Il film si prefigge di trattare il periodo di qualche anno antecedente a quello in cui Pasolini si accingeva a scrivere il suo libro "Ragazzi di vita". Presenta contenuti forti (il regista toppa solo nell'usare un linguaggio troppo attuale) ed è incorniciato da un bianco e nero che lo rende ancora più suggestivo. Al centro l'incriminazione per corruzione di minorenni e tutta la via crucis a cui Pasolini andrà incontro dopo l'accusa. Si ha l'impressione che il regista abbia voluto riscattarsi da Nerolio e per me c'è riuscito. Struggente.

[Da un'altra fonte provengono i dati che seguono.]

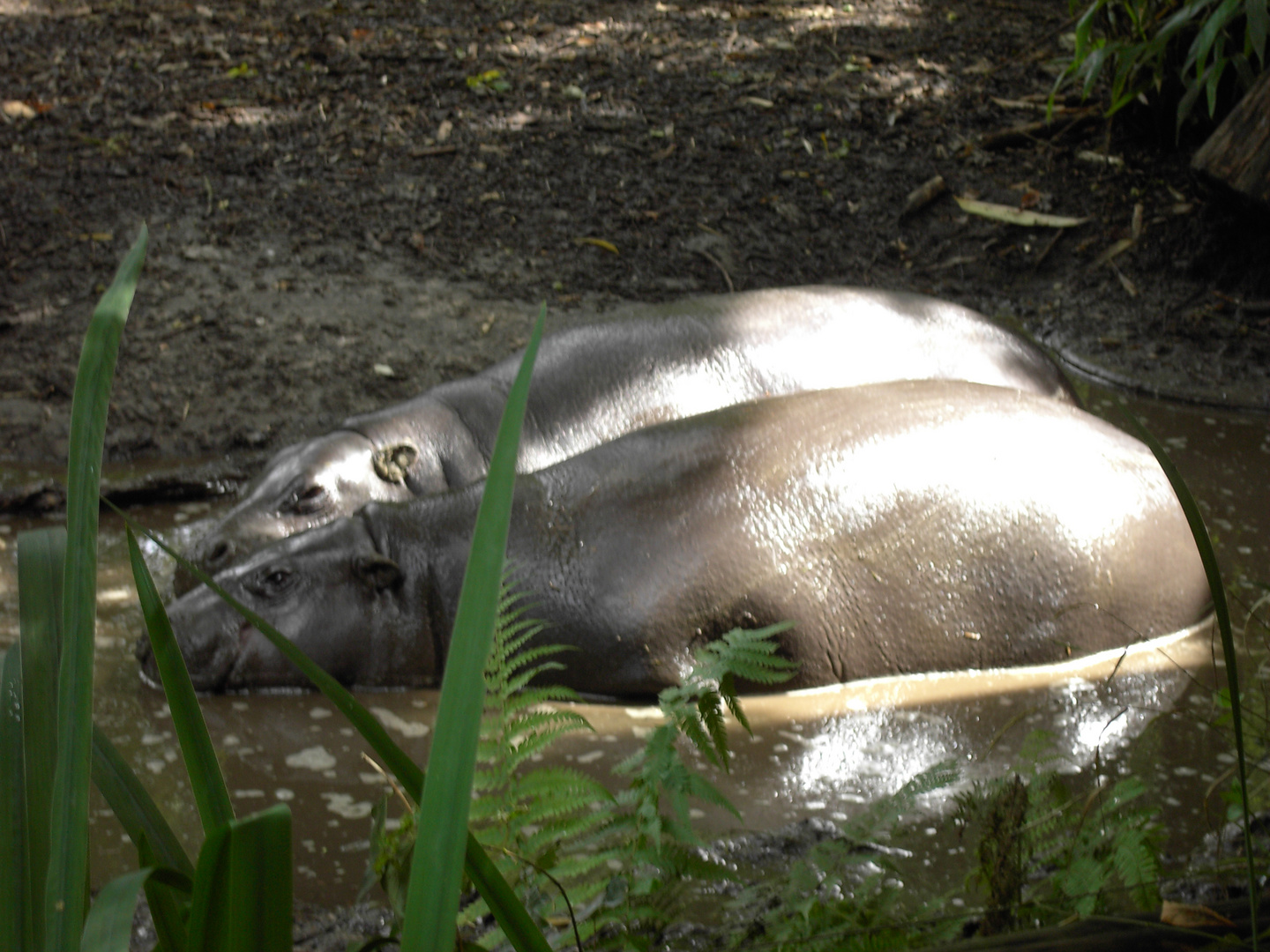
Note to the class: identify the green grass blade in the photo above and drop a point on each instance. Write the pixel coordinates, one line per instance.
(14, 918)
(155, 841)
(243, 886)
(196, 744)
(436, 870)
(109, 923)
(68, 848)
(169, 905)
(507, 909)
(41, 560)
(135, 809)
(1204, 544)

Diversamente dai precedenti (compreso il proprio) e dai successivi, Grimaldi mette in scena un Pasolini sconosciuto, ancora giovane, esitante, timoroso, privo di ogni cliché (ambiguità, sicurezza di sé stesso e fascino maudit). Non il regista che si compiace di scandalizzare, ma l'intellettuale curioso che appena giunto a Roma non trova lavoro neanche come comparsa. Il lavoro per sottrazione (Pasolini parla pochissimo) salva anche l'interpretazione di Paglia e il B/N non è pretestuoso come altrove. Un omaggio rischioso e (stranamente) riuscito.
MEMORABILE: L'interrogatorio iniziale col maresciallo; Il viaggio in treno.